The New York Post included a story about NYC sex education and how students will be referred to resources, such as the Go Ask Alice website. But the newspaper highlighted some of the more personal topics the site features. Teens are referred to resources such as Columbia University's Web site Go Ask Alice, which explores topics like doggie-style and other positions, sadomasochistic sex play, phone sex, oral sex with braces, fetishes, porn stars, vibrators and bestiality, writes the Post's Susan Edelman.

They questioned parents about their feelings on the matter.

I didn't know how much detail they would get, said one mother. But, she added that many city kids learn about hanky-panky on their own.

The NYC Department of Education says that these samples are not necessarily reflective of actual materials that will be given to students as part of the curriculum.

Starting next spring, students in NYC will be required to take a sex education class in the 6th or 7th grade and then again in the 9th or 10th grade.

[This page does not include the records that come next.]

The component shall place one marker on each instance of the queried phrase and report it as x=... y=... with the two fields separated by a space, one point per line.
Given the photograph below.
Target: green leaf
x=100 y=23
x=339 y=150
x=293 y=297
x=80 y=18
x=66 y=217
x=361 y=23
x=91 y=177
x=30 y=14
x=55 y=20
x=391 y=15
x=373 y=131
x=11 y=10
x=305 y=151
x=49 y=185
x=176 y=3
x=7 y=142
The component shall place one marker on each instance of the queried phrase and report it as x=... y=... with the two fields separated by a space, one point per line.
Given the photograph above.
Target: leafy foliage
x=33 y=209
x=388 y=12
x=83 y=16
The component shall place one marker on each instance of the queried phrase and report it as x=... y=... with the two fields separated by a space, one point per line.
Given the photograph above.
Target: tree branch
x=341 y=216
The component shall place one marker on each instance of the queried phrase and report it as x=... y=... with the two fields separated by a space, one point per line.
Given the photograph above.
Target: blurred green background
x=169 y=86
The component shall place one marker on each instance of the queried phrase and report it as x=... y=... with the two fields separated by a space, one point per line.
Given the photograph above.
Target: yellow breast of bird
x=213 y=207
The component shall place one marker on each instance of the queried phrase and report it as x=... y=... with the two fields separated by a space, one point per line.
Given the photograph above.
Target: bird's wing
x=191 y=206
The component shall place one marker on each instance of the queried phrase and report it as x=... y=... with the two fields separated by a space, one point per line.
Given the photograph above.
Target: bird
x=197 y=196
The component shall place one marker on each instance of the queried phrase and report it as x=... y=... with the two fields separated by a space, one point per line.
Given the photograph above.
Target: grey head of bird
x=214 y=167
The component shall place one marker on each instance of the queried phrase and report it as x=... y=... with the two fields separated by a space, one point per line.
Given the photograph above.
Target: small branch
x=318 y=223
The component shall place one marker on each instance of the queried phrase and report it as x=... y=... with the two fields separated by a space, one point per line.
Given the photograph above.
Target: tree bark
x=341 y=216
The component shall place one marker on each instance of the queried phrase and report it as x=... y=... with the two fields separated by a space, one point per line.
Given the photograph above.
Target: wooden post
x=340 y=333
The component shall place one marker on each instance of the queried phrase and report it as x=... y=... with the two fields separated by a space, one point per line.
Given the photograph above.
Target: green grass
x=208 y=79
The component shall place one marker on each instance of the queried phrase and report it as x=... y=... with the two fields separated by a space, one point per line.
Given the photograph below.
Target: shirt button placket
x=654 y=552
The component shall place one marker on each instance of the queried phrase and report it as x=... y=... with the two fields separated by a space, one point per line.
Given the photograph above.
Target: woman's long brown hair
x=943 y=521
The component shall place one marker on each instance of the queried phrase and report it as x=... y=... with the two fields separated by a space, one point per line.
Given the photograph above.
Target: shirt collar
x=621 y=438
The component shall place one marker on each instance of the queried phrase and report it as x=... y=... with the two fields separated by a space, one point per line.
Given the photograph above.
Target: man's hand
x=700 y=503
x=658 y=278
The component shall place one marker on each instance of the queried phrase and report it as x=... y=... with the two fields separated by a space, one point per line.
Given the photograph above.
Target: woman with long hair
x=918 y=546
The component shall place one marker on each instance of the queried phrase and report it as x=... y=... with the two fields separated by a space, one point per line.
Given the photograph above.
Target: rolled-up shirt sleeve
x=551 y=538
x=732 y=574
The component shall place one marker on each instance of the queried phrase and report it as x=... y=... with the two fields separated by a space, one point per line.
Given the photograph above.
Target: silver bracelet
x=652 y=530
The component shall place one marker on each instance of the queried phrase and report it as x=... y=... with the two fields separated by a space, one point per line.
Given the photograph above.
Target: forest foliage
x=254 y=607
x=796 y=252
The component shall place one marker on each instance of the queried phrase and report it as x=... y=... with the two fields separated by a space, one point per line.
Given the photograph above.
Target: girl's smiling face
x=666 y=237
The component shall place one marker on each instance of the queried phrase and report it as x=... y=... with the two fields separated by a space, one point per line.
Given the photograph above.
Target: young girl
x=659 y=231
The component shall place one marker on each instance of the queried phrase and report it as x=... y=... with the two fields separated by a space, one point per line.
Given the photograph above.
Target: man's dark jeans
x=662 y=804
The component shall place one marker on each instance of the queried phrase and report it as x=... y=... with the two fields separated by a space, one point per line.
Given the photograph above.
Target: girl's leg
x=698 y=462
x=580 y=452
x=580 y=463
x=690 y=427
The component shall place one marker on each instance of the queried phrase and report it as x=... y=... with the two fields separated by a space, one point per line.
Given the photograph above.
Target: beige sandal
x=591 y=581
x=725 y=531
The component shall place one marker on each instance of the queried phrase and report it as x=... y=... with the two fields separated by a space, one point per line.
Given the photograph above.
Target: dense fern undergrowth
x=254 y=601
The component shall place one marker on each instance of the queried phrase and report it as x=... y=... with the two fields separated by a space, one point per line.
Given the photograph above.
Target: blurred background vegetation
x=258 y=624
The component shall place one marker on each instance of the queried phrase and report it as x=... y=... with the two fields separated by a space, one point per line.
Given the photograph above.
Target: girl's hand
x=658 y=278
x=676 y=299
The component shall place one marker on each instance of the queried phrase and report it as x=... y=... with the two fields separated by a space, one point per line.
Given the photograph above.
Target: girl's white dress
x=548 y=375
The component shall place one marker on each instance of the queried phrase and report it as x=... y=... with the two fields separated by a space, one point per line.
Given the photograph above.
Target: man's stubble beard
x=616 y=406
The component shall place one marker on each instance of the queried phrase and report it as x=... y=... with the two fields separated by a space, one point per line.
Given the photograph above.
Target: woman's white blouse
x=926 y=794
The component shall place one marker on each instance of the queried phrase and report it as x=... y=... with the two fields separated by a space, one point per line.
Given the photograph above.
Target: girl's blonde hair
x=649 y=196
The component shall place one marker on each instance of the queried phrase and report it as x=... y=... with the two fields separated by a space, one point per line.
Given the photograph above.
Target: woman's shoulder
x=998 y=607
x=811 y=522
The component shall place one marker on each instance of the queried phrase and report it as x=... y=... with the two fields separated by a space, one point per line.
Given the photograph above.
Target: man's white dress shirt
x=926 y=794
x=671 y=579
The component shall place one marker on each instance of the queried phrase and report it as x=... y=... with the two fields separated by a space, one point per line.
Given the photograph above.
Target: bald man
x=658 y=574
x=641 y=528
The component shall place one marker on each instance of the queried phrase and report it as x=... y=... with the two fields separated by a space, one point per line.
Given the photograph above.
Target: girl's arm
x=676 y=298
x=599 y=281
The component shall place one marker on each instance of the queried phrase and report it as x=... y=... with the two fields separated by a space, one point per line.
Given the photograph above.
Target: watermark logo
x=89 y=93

Some parents have come up in arms over the fact that courses could touch on topics such as condom use, alternatives to vaginal intercourse, and safe sex methods.

STDs continue to be a pervasive issue not only in NYC but in cities across the nation. Despite the fact that numbers have decreased in the second quarter of 2011 compared to the second quarter of 2010, the cases are still significant, as cited by NYC.gov.

Go Ask Alice derived its name from an anonymous diary about a girls struggle with drugs.